For areas of science that are difficult to source ground-truths to train on
(of which there are many), an active learning curriculum attempts to train a
model with improved data efficiency; better generalization performance but requiring
fewer training samples.
Generally, an active learning workflow can be decomposed into three "phases"
that are - in the simplest case - run sequentially:
- **Training/fine-tuning**: A "learner" or surrogate model is initially trained
on available data, and in subsequent active learning iterations, is fine-tuned
with the new data appended on the original dataset.
- **Querying**: One or more strategies that encode some heuristics for what
new data is most informative for the learner. Examples of this include
uncertainty-based methods, which may screen a pool of unlabeled data for
those the model is least confident with.
- **Labeling**: A method of obtaining ground truth (labels) for new data
points, pipelined from the querying stage. This may entail running an
expensive solver, or acquiring experimental data.
The three phases are repeated until the learner converges.

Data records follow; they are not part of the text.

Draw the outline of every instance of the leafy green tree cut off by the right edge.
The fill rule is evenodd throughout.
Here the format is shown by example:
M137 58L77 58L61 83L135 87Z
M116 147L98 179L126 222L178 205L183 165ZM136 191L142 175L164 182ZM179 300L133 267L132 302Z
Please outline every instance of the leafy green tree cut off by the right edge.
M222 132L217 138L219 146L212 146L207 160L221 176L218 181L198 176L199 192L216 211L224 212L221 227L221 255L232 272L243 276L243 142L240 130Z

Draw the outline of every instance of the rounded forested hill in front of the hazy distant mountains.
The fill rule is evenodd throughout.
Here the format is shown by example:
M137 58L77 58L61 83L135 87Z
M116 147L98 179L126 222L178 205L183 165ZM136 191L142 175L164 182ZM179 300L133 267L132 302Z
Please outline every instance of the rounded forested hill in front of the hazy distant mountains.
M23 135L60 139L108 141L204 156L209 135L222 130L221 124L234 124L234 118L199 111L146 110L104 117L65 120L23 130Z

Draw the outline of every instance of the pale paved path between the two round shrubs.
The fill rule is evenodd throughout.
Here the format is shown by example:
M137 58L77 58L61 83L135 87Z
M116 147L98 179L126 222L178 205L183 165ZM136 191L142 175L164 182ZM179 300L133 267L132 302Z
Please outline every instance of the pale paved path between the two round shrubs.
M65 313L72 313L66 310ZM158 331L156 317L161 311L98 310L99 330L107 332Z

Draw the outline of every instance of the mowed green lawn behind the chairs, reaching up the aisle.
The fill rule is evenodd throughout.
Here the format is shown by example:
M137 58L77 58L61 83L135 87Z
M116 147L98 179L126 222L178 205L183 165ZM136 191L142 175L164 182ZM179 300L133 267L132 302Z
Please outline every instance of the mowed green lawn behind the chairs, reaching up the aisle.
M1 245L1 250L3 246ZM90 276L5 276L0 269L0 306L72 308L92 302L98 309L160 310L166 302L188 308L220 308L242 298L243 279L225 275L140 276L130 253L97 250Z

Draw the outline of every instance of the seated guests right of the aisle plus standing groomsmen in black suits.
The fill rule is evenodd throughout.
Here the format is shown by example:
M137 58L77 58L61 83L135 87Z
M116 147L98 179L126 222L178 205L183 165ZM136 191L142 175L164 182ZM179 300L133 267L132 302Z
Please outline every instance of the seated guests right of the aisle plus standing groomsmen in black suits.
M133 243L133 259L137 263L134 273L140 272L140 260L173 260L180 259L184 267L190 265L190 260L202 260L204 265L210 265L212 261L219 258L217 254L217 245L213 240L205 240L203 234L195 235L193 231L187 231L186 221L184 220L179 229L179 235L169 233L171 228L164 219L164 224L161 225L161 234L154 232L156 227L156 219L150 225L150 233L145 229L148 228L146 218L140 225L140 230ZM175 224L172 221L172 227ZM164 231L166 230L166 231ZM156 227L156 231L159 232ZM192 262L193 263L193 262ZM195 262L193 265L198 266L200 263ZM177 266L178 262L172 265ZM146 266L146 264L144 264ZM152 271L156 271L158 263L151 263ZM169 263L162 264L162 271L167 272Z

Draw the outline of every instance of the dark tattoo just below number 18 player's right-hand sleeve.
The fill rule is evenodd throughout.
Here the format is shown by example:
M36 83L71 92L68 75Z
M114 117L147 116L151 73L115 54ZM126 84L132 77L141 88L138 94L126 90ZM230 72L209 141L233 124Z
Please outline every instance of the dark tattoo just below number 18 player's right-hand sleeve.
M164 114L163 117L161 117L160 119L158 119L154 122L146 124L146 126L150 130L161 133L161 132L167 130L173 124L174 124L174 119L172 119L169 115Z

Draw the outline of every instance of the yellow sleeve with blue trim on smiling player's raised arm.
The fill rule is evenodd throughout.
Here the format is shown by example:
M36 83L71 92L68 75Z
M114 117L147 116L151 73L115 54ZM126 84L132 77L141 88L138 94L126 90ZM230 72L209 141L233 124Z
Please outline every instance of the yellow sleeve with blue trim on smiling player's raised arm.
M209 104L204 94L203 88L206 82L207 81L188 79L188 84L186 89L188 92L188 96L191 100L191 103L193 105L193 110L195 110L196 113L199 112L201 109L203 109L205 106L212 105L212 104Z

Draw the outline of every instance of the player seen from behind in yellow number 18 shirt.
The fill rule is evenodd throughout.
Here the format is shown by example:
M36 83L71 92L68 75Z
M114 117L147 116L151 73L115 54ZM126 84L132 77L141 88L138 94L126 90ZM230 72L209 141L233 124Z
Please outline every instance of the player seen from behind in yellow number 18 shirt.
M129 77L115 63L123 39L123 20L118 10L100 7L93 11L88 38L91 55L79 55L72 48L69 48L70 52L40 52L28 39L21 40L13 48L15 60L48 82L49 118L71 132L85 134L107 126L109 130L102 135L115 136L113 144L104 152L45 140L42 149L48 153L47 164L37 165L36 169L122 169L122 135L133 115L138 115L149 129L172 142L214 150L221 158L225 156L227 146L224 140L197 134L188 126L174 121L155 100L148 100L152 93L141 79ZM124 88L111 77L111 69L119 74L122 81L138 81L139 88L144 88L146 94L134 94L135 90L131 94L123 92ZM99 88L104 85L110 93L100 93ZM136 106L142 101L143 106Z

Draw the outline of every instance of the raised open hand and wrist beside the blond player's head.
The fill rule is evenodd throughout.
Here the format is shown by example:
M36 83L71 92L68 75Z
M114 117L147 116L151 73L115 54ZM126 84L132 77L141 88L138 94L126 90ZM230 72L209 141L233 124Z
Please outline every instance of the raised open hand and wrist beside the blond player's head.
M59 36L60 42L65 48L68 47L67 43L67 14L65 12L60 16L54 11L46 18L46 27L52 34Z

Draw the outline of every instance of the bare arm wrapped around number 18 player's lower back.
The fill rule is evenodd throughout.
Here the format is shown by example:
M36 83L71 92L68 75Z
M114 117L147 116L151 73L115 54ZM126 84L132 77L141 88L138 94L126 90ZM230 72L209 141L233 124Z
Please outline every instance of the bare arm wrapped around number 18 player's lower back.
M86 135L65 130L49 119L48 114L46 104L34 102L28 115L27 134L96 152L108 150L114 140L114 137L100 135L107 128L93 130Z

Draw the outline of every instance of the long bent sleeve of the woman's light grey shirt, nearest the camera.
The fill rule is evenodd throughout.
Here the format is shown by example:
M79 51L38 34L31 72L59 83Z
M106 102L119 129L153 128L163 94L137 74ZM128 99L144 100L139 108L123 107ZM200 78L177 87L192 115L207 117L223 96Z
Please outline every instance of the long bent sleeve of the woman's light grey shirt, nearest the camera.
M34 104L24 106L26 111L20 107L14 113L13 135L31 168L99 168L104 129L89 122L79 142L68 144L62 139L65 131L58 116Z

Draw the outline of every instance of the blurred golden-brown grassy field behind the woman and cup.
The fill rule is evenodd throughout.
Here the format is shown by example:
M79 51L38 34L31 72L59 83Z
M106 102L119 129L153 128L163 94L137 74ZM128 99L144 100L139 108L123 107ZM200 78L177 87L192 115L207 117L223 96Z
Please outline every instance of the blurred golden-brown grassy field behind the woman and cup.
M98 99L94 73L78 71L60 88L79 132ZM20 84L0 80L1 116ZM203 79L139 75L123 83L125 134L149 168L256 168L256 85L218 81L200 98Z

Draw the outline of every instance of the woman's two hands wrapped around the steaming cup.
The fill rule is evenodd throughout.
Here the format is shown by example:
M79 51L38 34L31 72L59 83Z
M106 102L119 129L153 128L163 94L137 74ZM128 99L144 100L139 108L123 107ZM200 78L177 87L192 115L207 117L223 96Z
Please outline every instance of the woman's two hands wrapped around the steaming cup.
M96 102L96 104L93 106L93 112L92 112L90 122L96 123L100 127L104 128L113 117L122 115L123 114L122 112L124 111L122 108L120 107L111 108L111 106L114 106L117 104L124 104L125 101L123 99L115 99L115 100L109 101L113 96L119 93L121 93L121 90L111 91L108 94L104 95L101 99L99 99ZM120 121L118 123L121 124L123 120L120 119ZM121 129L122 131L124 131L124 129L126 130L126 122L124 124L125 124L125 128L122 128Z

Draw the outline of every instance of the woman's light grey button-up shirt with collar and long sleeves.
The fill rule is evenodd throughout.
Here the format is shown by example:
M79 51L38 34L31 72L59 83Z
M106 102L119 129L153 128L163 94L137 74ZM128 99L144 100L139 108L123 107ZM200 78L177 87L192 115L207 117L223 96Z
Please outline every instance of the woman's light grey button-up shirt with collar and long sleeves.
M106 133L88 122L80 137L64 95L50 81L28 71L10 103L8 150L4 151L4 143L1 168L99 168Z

Because "convergence"
may not be easily defined, we define an additional phase which we call
**metrology**: this represents a phase most similar to querying, but allows
a user to define some set of criteria to monitor over the course of active
learning *beyond* simple validation metrics to ensure the model can be used
with confidence as surrogates (e.g. within a simulation loop).
## How to use this module
With the context above in mind, inspecting the `driver` module will give you
a sense for how the end-to-end workflow functions; the `Driver` class acts
as an orchestrator for all the phases of active learning we described above.

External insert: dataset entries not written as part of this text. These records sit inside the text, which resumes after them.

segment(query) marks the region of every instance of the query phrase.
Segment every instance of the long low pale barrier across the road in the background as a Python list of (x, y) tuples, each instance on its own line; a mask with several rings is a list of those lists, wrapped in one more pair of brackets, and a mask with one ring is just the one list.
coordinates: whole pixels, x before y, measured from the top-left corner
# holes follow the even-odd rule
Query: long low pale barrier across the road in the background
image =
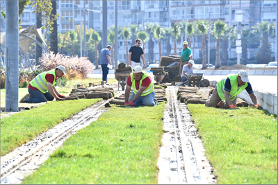
[[(194, 73), (204, 73), (204, 75), (228, 75), (237, 74), (242, 70), (194, 70)], [(277, 69), (273, 70), (247, 70), (250, 76), (277, 76)]]

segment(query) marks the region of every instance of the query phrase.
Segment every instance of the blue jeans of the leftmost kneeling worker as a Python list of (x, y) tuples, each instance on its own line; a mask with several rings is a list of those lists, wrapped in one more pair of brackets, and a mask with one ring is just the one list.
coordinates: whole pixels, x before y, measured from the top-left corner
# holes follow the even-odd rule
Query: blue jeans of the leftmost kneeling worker
[(31, 94), (32, 97), (28, 97), (26, 99), (27, 103), (41, 103), (41, 102), (47, 102), (54, 100), (54, 97), (49, 93), (42, 93), (41, 91), (33, 90), (28, 88), (29, 94)]

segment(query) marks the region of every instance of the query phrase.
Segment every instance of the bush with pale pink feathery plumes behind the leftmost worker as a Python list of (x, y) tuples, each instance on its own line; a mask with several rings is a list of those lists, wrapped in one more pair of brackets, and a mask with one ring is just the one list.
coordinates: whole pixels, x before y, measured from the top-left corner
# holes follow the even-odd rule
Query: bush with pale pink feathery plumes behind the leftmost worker
[(66, 55), (57, 53), (54, 55), (53, 52), (48, 55), (47, 53), (42, 54), (40, 58), (40, 66), (45, 70), (49, 71), (55, 69), (59, 65), (63, 65), (66, 69), (68, 80), (72, 78), (86, 78), (88, 73), (92, 72), (92, 67), (94, 66), (90, 60), (87, 58), (75, 57), (71, 58)]

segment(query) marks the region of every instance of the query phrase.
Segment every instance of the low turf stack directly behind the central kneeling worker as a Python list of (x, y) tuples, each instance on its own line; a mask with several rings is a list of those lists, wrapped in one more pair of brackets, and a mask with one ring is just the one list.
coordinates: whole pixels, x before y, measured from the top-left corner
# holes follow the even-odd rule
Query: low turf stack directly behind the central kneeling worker
[[(166, 96), (166, 90), (165, 89), (154, 89), (154, 92), (156, 93), (156, 100), (158, 102), (163, 102), (163, 101), (167, 101)], [(119, 97), (115, 97), (112, 100), (109, 101), (109, 103), (106, 103), (105, 107), (111, 107), (111, 104), (115, 104), (115, 105), (124, 105), (125, 101), (124, 101), (124, 94), (122, 94)]]

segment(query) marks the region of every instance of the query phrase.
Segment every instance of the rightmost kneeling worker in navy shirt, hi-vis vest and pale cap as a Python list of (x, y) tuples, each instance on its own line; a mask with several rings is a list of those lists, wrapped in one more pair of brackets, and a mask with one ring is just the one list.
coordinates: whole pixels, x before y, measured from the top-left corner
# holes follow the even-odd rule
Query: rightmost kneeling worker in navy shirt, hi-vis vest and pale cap
[(240, 71), (235, 75), (228, 75), (226, 78), (218, 82), (217, 87), (213, 90), (212, 96), (206, 100), (206, 107), (219, 107), (224, 109), (235, 109), (236, 96), (246, 89), (254, 107), (259, 108), (256, 95), (248, 79), (247, 71)]

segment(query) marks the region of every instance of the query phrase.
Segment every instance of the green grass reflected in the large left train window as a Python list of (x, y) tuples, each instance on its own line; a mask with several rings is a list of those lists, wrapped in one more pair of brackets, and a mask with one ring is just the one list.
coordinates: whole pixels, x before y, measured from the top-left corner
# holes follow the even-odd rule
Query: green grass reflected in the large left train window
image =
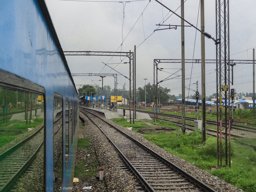
[(34, 122), (26, 124), (25, 121), (7, 121), (7, 123), (0, 122), (0, 147), (9, 143), (18, 137), (19, 134), (28, 132), (28, 128), (37, 127), (44, 119), (33, 119)]

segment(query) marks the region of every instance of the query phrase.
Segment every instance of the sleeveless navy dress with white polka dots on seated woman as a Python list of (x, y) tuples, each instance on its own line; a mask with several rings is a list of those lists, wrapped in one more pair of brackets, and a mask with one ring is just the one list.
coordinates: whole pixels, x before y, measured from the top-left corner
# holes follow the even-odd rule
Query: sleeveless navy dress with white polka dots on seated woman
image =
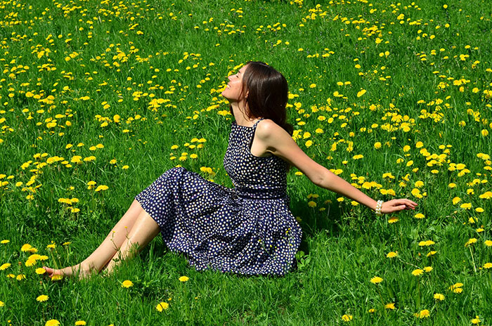
[(224, 168), (234, 188), (178, 167), (135, 197), (167, 247), (197, 270), (285, 275), (294, 266), (302, 230), (285, 192), (287, 162), (250, 152), (261, 119), (252, 127), (231, 124)]

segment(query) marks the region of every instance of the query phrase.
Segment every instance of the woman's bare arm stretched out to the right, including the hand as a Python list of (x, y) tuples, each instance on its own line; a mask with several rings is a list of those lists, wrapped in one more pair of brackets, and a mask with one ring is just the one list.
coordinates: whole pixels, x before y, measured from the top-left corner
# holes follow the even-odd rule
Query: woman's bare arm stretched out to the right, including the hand
[[(285, 159), (290, 164), (302, 171), (314, 184), (332, 190), (335, 193), (351, 198), (370, 209), (375, 210), (377, 202), (361, 190), (333, 174), (304, 153), (292, 137), (283, 128), (270, 119), (264, 119), (257, 126), (257, 136), (264, 143), (268, 152)], [(389, 200), (382, 204), (381, 212), (384, 214), (402, 209), (415, 209), (417, 203), (407, 200)]]

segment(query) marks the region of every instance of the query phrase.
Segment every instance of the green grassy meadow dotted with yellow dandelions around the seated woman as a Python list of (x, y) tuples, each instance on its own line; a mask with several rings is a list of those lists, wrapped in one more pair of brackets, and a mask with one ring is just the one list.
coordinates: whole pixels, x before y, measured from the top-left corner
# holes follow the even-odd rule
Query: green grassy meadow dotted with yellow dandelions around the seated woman
[[(491, 325), (491, 20), (483, 0), (0, 1), (1, 325)], [(160, 237), (112, 275), (42, 275), (171, 167), (233, 186), (220, 93), (249, 60), (287, 78), (307, 155), (417, 210), (294, 168), (284, 278), (197, 272)]]

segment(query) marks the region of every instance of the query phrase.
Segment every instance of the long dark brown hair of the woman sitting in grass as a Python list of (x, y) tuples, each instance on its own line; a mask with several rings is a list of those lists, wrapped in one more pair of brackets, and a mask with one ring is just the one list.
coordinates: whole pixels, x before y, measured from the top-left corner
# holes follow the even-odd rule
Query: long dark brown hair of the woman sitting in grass
[[(260, 61), (250, 61), (246, 64), (242, 76), (242, 94), (247, 94), (247, 117), (254, 119), (264, 117), (271, 119), (292, 136), (292, 125), (287, 123), (287, 98), (289, 87), (287, 80), (273, 67)], [(232, 107), (231, 107), (231, 114)]]

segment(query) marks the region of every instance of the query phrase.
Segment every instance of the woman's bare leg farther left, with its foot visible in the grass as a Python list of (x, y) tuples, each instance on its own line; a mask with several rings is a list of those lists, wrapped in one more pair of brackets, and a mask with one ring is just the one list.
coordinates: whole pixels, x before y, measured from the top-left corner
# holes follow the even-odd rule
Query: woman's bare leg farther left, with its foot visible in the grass
[(106, 236), (105, 240), (89, 257), (81, 263), (77, 263), (77, 265), (65, 267), (60, 270), (45, 267), (46, 272), (48, 272), (50, 277), (53, 275), (72, 275), (74, 273), (79, 273), (83, 277), (93, 271), (98, 273), (115, 256), (119, 247), (127, 240), (131, 229), (134, 227), (142, 211), (143, 209), (140, 203), (134, 200), (127, 212)]

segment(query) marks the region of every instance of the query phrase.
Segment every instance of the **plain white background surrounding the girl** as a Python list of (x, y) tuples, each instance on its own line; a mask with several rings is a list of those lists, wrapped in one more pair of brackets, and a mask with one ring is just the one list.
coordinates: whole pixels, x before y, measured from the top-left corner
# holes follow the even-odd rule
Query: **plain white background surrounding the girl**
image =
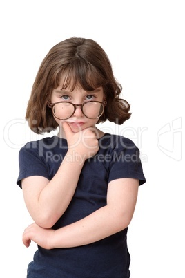
[(185, 277), (184, 14), (179, 0), (1, 1), (1, 277), (25, 278), (36, 249), (21, 242), (32, 220), (16, 185), (18, 152), (38, 138), (24, 116), (41, 60), (72, 36), (106, 50), (133, 112), (121, 127), (99, 125), (133, 139), (147, 179), (128, 231), (131, 278)]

From there, you should realize that `Driver` is written in a highly abstract
way: we need concrete *strategies* that implement querying, labeling, and metrology
concepts. The `protocols` module provides the scaffolding to do so - we implement
various components as `typing.Protocol` which are used for structural sub-typing:
they can be thought of as abstract classes that define an expected interface
in a function or class from which you can define your own classes by either
inheriting from them, or defining your own class that implements the expected
methods and attributes.
In order to perform the training portion of active learning, we provide a
minimal yet functional `DefaultTrainingLoop` inside the `loop` module. This
loop simply requires a `protocols.TrainingProtocol` to be passed, which is
a function that defines the logic for computing the loss per batch/training
step.
## Configuring workflows
The `config` module defines some simple `dataclass`es that can be used
to configure the behavior of various parts of active learning, e.g. how
training is conducted, etc. Because `Driver` is designed to be checkpointable,
with the exception of a few parts such as datasets, everything should be
JSON-serializable.
## Restarting workflows
For classes and functions that are created at runtime, checkpointing requires
that these components can be recreated when restarting from a checkpoint. To
that end, the `_registry` module provides a user-friendly way to instantiate
objects: user-defined strategy classes can be added to the registry to enable
their creation in checkpoint restarts.